Flemingia grahamiana is a species of flowering plant in the family Fabaceae. Extracts of the plant are used in the dyeing of silk and cotton in parts of India, Africa, and the Middle East.

== Description ==
An erect herb or subshrub, Flemingia grahamiana can grow up to 1.8 m tall but commonly shorter, it is much branched, deeply rooted and sometimes tuberous. Leaves appear digitately trifoliate with stipules and petioles present; leaflets are elliptic to lanceolate in outline, up to 13 cm long and 7 cm wide. Inflorescence is an axillary raceme, corolla is yellowish white to pink in color, calyx is tubular and up to 1.5 cm long.
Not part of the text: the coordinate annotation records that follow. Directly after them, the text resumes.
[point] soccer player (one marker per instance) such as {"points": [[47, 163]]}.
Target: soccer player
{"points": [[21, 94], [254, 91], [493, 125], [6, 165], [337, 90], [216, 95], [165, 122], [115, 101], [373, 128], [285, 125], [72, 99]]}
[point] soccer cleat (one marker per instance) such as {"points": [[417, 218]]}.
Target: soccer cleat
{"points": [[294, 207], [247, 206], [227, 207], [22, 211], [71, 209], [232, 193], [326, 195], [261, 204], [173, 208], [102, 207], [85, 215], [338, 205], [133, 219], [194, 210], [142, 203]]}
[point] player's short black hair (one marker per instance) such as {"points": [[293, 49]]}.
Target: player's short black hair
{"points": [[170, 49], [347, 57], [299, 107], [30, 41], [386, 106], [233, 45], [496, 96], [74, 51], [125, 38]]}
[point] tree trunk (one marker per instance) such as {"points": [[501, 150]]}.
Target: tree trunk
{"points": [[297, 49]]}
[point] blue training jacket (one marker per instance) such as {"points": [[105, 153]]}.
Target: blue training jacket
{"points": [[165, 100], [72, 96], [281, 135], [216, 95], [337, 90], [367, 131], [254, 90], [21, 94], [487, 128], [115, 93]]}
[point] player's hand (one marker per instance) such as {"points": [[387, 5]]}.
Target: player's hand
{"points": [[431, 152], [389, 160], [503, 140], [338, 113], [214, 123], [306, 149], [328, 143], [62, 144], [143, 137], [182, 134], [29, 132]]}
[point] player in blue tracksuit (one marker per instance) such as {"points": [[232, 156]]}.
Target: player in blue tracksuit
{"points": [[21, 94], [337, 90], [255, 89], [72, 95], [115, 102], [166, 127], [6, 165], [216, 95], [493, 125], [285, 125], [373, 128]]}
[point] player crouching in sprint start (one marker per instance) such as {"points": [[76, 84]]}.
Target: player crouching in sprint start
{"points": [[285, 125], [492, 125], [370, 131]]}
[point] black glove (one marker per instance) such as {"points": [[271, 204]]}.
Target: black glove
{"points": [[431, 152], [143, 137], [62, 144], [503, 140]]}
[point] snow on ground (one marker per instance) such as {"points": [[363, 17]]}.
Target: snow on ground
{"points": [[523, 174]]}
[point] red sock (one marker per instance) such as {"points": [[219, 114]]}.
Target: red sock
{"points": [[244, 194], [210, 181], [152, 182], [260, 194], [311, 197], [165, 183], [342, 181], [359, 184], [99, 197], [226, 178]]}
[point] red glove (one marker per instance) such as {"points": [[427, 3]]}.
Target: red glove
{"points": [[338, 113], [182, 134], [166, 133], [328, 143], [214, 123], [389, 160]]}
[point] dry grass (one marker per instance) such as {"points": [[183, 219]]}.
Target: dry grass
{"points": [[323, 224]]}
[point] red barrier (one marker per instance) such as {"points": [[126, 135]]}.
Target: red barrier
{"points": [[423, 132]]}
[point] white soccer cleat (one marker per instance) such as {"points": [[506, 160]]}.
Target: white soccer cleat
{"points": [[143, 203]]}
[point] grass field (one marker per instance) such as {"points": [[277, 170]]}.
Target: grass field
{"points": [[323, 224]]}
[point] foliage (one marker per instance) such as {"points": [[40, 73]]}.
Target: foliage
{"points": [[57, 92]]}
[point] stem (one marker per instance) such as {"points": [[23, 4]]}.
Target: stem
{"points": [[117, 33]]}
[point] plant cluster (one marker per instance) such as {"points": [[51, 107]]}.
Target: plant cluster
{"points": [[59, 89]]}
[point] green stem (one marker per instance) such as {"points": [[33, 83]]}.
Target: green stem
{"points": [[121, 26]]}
Fruit is an inflated oblong pod, 2 seeded and covered with a red or orange viscous exude.

== Distribution and habitat ==
Occurs in India, parts of South Asia, in particular, Laos, Myanmar, Vietnam, Yemen and also occurs in East Africa southwards to South Africa. Found on hill slopes, termite mounds and in open and wooded savannah in Africa.

== Chemistry ==
Chalcone and flemingin A have been isolated from the leaves of the species, also isolated from the roots were isoflavones and prenylated flavanones.

== Uses ==
Flemingia grahamiana is used in various countries for ethnomedical purposes, in parts of India leaves are used as a purgative, while in parts of Malawi and Zimbabwe root extracts are used as a decoction to treat diarrhea and dysentery . Exudates from the pod is used in the dyeing of silk and sometimes cotton.